Cerita Singkat Investor Kelas Teri



November ini adalah bulan kelima sejak saya buka akun RDN di Bank Jago Syariah dan transaksi saham lewat Stockbit. Broker yang newbie friendly dan terkenal sebagai tempat berkumpulnya pahlawan pasar saham aka retail. 

Modal awal 500k dari uang tabungan dingin digunakan untuk beli emiten sawit dan SIDO. Yang terakhir ini memang idola jauh sebelum aktif di bursa. Dari IHSG masih 7900 sampai tembus 8200, saya kurang lebih sudah melakukan 58 aksi jual beli. 

58% di antaranya rugi dan itu tanda kebodohan sebagai pemain baru. Sampai saat ini, ilmu yang saya gunakan pun masih dasar banget. Aliran kolot yang kata banyak orang tidak bisa bikin cepat kaya. 

Mazhab value investing yang berpatokan pada fundamental perusahaan dan deviden investing yang ngejar bagi hasil. Buat saya, kedua metode tersebut adalah kunci yang membedakan investasi dari spekulasi

Hasilnya, secara akumulatif, saya masih profit hampir 10% dari total porto. Keuntungan dari deviden dan profit taking alias jual saham yang harganya melonjak dibanding ketika awal beli. 

Keuntungan tersebut diraih tanpa bekal ilmu bandarmology atau analisa teknikal, yang populer di kalangan scalper atau swing trader. 

Sudah banyak dinamika pasar saham yang saya alami. Yang pasti sebagai newbie, prilaku beli di pucuk lalu jual di bawah alias rugi mostly karena panic selling tidak bisa saya hindari. 

Pengalaman seru lainya adalah momen IHSG anjlok.
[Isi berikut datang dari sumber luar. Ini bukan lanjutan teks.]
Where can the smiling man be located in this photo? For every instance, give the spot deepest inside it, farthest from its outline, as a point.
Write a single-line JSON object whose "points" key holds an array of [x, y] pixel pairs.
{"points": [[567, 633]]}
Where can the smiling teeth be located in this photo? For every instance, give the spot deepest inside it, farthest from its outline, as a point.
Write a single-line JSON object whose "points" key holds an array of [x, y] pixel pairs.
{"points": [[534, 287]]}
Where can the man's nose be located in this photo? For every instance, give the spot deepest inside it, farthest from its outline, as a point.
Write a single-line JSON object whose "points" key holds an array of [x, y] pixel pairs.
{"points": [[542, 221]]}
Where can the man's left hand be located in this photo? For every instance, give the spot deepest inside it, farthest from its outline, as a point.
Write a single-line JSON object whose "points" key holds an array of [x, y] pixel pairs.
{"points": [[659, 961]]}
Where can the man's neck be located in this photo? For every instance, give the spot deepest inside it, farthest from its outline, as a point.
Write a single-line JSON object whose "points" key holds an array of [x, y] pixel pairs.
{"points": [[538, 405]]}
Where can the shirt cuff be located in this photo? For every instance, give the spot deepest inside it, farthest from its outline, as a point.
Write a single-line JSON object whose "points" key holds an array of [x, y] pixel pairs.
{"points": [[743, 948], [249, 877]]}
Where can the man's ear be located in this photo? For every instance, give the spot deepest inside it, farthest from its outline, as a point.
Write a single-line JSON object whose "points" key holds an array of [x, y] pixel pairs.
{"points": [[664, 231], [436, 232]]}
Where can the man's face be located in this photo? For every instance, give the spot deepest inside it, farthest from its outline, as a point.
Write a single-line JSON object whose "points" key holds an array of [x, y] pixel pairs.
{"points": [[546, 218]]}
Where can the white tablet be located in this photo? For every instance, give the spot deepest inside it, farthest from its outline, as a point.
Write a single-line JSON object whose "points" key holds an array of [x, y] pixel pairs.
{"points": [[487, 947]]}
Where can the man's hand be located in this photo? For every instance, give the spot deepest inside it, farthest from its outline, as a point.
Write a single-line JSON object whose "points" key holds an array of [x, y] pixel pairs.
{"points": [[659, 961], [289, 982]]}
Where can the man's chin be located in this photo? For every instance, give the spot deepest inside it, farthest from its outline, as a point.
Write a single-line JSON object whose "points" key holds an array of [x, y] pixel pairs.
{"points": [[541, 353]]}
Sejauh ini sudah 3 kali terjadi. Ujian pertama ketika Sri Mulyani resign, yang membuat porto minus lalu cutloss. 

Usai belajar dari kesalahan di masa lalu, hal yang sama tidak terulang ketika isu perang dagang Cina vs Amerika dan wacana perubahan Free Float menguat 

Kepada sesama pemula, saran saya jauh-jauh dari saham gorengan. Perusahaan yang harga sahamnya melonjak gila-gilaan tanpa didukung kinerja keuangan atau aksi korporasi masuk akal. 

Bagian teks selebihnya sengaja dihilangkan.